Si recuerdo, he sido periodista toda la vida, y quizás antes. Me explico.
Madre, en la calle Eulalia Álvarez - barrio Llano del Medio - en un Gijón salitrado de neblina, solía leer con parsimonia cada día las cuatro hojas del diario provinciano.
Hileras negras que ante unos ojos de niño acucioso resultaban ventanales a un mundo extenso más allá de las lomas del río Ceares.
No levantaba un palmo del suelo cuando una noche le pregunté con curiosidad infantil qué era ese tizón de papel entre sus manos. La respuesta resultó lacónica: “Lo sabrás cuando seas mayor”. Años más lo comencé a sentir en los farallones de la profesión.
El periodismo resultó un incesante fuego recorriendo las cavidades de la sangre hacia la sempiterna ronda de las pasiones, sus meandros, afanes y dudas.
A partir de esa temprana fecha, ni un solo día he dejado de escribir unas cuartillas opinando, con un atrevimiento rayano en la pedantería, de lo divino y humano. Manifiesto y sostengo: si de los miles de artículos emborronados se salva media docena, el resultado es considerable.
Mis luchas y contradicciones están clavadas en la pasada centuria. Soy de la generación del plomo, y la técnica y nuestra persona, aún respetándonos mutuamente, caminamos sobre parajes distintos
¿De qué forma debemos valorar el periodismo impreso, audiovisual, y electrónico del siglo actual? Un gran dilema. Tampoco me hago aspavientos: doctores posee este conglomerado encauzado en tecnicismo y sus derivados.
Nuestra generación - “galaxia Gutemberg” - se halla en vía de extinción. Actualmente se habla de relacionistas públicos, no de periodistas, y la mayoría anuncian efemérides banales o reclamos publicitarios.
Se viven tiempos del video, y para que algo tenga existencia, debe ser presentado en planos televisados. La información se ha convertido en producto. Con alta frecuencia importan más las metas de venta que la verdad. Prevalece el sensacionalismo y menos el sentido común y la responsabilidad.
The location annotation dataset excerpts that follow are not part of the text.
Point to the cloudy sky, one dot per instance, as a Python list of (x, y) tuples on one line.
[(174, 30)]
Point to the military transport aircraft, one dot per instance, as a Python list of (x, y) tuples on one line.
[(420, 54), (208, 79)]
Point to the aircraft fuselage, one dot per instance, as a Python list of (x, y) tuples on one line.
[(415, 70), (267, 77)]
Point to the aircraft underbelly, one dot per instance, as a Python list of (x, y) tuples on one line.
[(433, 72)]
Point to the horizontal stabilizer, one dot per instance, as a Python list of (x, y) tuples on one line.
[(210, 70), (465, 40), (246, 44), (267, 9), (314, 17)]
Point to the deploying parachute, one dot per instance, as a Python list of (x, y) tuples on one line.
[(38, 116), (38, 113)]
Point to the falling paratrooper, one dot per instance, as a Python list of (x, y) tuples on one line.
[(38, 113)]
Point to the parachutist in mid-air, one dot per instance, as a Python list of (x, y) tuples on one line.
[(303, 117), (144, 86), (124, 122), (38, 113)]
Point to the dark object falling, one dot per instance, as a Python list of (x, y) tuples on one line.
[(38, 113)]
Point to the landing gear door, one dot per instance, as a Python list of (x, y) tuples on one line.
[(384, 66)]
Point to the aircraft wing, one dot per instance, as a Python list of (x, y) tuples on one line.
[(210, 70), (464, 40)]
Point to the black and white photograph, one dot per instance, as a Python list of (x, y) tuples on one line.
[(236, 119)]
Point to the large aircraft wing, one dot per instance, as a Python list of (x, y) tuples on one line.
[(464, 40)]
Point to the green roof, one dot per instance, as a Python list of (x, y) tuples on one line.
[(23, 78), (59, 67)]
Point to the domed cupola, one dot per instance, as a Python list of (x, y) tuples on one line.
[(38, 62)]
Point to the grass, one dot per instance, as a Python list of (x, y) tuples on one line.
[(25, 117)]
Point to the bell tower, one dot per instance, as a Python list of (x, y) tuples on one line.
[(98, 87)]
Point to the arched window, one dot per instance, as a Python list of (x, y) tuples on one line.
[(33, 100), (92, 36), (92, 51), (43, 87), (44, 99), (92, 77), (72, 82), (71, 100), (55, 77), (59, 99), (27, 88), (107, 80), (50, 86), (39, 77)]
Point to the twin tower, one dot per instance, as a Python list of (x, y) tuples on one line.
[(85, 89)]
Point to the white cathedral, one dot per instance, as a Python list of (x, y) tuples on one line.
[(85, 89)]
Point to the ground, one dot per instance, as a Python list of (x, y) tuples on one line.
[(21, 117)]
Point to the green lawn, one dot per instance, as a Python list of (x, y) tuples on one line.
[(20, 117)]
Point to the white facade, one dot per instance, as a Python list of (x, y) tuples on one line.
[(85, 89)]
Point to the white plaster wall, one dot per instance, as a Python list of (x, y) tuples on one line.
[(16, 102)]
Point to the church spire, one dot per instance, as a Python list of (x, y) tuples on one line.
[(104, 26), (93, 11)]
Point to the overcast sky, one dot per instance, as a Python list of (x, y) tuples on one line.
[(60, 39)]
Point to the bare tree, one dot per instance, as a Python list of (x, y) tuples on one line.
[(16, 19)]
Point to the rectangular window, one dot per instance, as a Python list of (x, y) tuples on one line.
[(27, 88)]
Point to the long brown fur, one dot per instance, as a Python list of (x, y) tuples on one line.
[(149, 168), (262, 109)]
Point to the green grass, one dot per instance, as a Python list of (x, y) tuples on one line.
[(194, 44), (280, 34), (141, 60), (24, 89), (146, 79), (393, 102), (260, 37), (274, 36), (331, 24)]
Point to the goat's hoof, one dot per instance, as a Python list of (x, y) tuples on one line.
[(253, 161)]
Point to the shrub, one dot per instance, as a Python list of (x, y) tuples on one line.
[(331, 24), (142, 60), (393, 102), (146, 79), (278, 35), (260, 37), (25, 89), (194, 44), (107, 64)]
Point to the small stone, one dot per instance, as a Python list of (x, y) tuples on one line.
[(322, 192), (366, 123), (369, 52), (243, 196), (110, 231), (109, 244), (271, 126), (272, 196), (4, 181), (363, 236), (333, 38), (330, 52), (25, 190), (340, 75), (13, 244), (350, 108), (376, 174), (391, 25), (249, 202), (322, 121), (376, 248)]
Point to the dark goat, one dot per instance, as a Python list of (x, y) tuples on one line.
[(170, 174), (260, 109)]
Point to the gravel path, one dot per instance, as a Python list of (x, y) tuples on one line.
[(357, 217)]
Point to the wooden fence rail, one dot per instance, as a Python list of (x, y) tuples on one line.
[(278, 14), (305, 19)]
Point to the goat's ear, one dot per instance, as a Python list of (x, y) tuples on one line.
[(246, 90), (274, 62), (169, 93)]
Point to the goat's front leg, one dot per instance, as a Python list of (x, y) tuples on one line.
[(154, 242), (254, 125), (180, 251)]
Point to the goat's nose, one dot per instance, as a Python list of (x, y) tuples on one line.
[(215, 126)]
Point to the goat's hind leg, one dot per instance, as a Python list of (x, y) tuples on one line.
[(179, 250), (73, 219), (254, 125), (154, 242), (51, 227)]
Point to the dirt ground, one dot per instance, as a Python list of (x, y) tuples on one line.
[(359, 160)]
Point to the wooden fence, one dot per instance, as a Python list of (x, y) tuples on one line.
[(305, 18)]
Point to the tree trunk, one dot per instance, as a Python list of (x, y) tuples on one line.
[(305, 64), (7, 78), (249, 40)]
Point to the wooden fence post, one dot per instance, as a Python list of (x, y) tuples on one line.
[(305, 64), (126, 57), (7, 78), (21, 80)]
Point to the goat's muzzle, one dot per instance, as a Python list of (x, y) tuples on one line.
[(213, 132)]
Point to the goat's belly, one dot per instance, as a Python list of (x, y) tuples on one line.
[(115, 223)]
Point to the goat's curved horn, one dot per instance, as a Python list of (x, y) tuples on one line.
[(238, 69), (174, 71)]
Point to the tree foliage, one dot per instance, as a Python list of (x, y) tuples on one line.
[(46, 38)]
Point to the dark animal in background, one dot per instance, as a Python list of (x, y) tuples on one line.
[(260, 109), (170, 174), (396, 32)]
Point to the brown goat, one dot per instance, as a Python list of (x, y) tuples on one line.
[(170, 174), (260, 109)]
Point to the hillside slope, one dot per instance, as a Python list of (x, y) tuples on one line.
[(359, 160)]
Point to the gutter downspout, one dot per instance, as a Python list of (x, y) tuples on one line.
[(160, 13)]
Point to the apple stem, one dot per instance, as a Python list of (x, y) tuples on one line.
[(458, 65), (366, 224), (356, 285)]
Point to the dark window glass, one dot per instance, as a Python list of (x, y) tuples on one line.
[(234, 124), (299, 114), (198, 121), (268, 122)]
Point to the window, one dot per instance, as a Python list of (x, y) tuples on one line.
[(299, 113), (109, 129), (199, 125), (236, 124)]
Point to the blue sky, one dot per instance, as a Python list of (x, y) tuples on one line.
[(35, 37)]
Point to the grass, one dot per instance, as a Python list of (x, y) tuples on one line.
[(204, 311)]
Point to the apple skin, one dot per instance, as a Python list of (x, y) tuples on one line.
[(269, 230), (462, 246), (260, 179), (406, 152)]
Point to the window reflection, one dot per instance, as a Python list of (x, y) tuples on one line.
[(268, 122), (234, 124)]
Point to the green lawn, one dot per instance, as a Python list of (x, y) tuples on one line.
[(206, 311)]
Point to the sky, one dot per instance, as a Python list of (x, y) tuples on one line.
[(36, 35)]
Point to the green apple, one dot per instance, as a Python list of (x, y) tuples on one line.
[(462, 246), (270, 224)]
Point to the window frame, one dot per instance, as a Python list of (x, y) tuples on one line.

Intentando en lo posible amainar esa situación, mantengo en los meandros del espíritu una invocación pagana cuya fuerza moral es incomparable.
Estos son sus decálogos:
Informar con veracidad; no omitir nada de lo que el público tenga derecho a conocer; usar siempre la forma impersonal sin perjuicio de la severidad y de la fuerza del pensamiento crítico; desechar losrumores, los ‘se dice’ o ‘se asegura’ para afirmar únicamente aquello de que se tenga convicción, pruebas y documentos; es preferible la carencia de una noticia a su publicación errónea o injustificada; en las informaciones no deslizar la intención personal, ello equivaldría a comentar, y el reportero no debe invadir lo reservado a otras secciones del diario;recordar antes de escribir los poderoso del instrumento de difusión, y que el daño causado a otros no se repara nunca totalmente con la aclaración o rectificación concedida; guardar altura y serenidad en la polémica y no afirmar nada que nos veamos obligados a borrar al día siguiente.
Hoy en España diversos programas de televisión, diarios y revistas nos hacen sentir vergüenza de una profesión que, debiendo mantener un compromiso honorable de hombres y mujeres honrados, se torna cada día en el peor mercantilismo posible.